My relationship with my teeth has always been one that swings between anxiety and loathing. I was terrified of pulling out my baby teeth, so I would sit in the classroom and play at recess while allowing them to hang by a tiny thread of nerve for days too long. The adult teeth that replaced them grew in a jumbled mess, tiny fence posts stacked one on top of the other.

Through a complex combination of shaky genetics, sloppy hygiene, and sugar abuse, my teeth started bad and have only gotten worse over time.

I know the waitress was just trying to help, but I was already having a day: a bill for improved public transit had just gotten shot down, I had my first long day at a new job, and I barely survived a bike commute that was only one humid mile.

When I was pretty young, I fell in love with the idea of fake teeth. I remember watching Steel Magnolias on television with my mother, probably not for the first time. For one reason or another, my mom explained to me that Julia Roberts had caps on her teeth. That's what they were called then, before the age of porcelain veneers, caps. I lusted after her perfect too-big smile and her impossibly straight teeth.

I knew right away I wanted caps.

Several years later, in the summer before eighth grade, I got braces on my teeth. At my first appointment, they took a series of x-rays, planned for me to have four teeth pulled, then jammed tiny rubber inner tubes between each of my molars. These were called spacers, meant to give some room for my back teeth to be banded. In my memory, I started crying two days before this first appointment and didn't stop until those spacers were pulled out two weeks later.

A few more appointments and I went from being the chubby, sportless kid who loved musical theater to being all of those things with a mouth full of metal. Which is to say I was a middle school caricature: a social pariah in an oversized Phantom of the Opera t-shirt.

I wore those braces from the time I was 13 until a month after my 21st birthday. Eight years of having metal glued to my teeth. This might help you imagine how I ended up with a few stains.

The day I got those braces off, they gave me a t-shirt with three goofy cartoon faces across the front, and the words "Get 'em, Got 'em, Had 'em." Of course Get 'em has jagged, angular teeth, while Had 'em bares the perfect smile. While I clutched that t-shirt, I leaned back in the chair for a final exam of my mouth. The orthodontist's assistant grabbed one of those tiny little dental hooks, like the miniature scythe of a soul harvester, and poked it into a small cavity that had formed in one of my upper molars.

Pain shot through my body. It jumped across every synapse, a distillation of all the fear I had ever felt about dentists and orthodontists and classmates and ugly smiles and everything and anything.

Every once in a while for over a decade now, I find myself flipping through online photo galleries of smile makeovers in the same way other people visit car shows or create Pinterest boards of dream kitchens. I am sustained by the same hope: that someday I will have the expensive thing that completes me.
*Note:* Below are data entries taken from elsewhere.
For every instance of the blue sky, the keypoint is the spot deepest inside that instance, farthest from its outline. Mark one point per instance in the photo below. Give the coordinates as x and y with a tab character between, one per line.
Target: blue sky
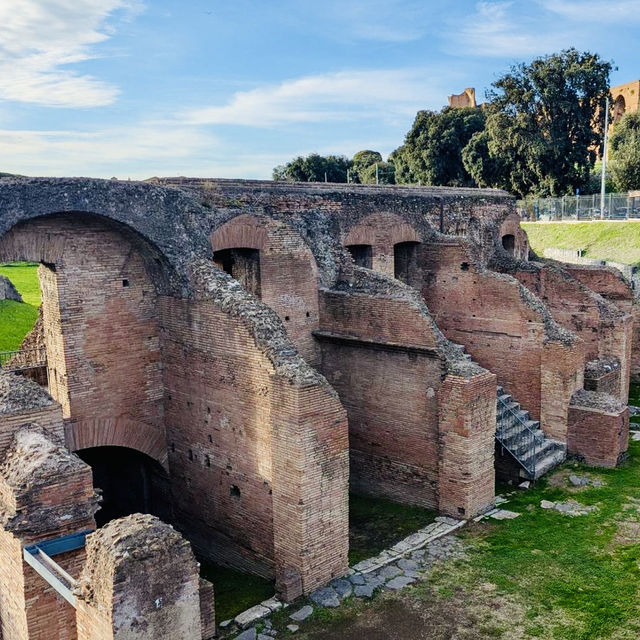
137	88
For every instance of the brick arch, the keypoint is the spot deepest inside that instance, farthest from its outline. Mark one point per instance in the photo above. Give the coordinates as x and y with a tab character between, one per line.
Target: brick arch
245	232
381	228
288	273
119	432
381	231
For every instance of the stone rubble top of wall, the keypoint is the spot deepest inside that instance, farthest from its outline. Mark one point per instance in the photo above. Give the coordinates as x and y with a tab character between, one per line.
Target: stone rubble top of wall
608	310
129	539
501	266
328	187
601	366
18	394
33	457
261	321
597	400
372	283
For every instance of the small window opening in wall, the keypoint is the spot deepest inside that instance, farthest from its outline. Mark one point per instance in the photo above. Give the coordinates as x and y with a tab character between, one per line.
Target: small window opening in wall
362	254
405	261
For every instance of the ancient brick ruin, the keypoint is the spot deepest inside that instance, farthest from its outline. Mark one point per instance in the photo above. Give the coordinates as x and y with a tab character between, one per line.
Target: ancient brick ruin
232	357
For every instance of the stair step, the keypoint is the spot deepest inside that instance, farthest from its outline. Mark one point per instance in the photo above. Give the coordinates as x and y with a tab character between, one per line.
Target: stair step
524	439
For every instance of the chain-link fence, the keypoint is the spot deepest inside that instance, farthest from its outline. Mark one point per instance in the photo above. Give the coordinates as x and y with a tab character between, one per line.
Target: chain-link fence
617	206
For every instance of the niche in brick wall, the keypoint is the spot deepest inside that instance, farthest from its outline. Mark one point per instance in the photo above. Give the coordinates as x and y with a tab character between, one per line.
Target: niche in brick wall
243	265
362	254
405	260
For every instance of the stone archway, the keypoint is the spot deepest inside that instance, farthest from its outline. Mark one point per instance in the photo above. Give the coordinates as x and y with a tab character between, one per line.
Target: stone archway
129	481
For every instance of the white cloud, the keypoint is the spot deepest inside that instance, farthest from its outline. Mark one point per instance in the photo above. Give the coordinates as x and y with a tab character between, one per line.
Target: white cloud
340	96
40	38
136	152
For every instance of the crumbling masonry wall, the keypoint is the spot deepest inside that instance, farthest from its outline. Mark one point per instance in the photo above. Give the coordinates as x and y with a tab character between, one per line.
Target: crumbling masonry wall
507	330
606	331
257	447
103	345
45	492
139	582
383	354
613	286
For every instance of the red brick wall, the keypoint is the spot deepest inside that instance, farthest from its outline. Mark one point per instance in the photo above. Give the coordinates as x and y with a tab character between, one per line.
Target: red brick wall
288	273
467	406
598	436
393	450
102	337
604	330
484	312
382	231
229	417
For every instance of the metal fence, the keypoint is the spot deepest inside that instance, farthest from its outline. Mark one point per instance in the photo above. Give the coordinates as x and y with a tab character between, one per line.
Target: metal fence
618	206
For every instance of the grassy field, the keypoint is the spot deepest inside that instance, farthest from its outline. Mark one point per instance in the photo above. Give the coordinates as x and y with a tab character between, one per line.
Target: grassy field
376	524
542	575
17	319
616	241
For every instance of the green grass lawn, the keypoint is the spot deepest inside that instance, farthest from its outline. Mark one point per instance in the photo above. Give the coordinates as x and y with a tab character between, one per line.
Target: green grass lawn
376	524
235	591
541	575
17	319
616	241
578	578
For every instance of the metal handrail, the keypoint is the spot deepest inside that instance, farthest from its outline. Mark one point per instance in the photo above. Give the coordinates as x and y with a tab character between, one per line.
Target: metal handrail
528	437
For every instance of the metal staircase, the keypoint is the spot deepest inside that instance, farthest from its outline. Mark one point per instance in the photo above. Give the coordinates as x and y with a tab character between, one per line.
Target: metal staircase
524	440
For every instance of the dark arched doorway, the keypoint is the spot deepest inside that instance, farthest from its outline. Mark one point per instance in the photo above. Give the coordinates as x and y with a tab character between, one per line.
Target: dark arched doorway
405	261
509	243
130	482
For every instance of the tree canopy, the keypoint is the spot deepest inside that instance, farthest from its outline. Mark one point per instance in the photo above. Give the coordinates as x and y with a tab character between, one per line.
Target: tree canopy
625	153
545	124
314	168
432	151
362	168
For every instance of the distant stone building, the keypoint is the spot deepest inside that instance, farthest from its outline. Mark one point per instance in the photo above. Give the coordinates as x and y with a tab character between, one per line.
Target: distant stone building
466	99
625	98
231	358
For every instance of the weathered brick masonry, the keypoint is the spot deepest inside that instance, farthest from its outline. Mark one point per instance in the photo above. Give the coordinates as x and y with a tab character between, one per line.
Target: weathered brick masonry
239	384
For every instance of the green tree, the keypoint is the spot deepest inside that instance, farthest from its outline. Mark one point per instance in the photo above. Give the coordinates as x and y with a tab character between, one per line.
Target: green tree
545	123
432	151
365	165
314	168
625	153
It is a story that I am still figuring out how to tell, the one about my rotten teeth. How to fight the cumulative effect of wanting cosmetic surgery from the time I was 10 years old, how to feel about being briefly envious—envious!—of a high school classmate when she was in a car accident that knocked out her two front teeth.

How to let go of it all, even the things that have put down deep roots, the things that have to be pulled out with pliers.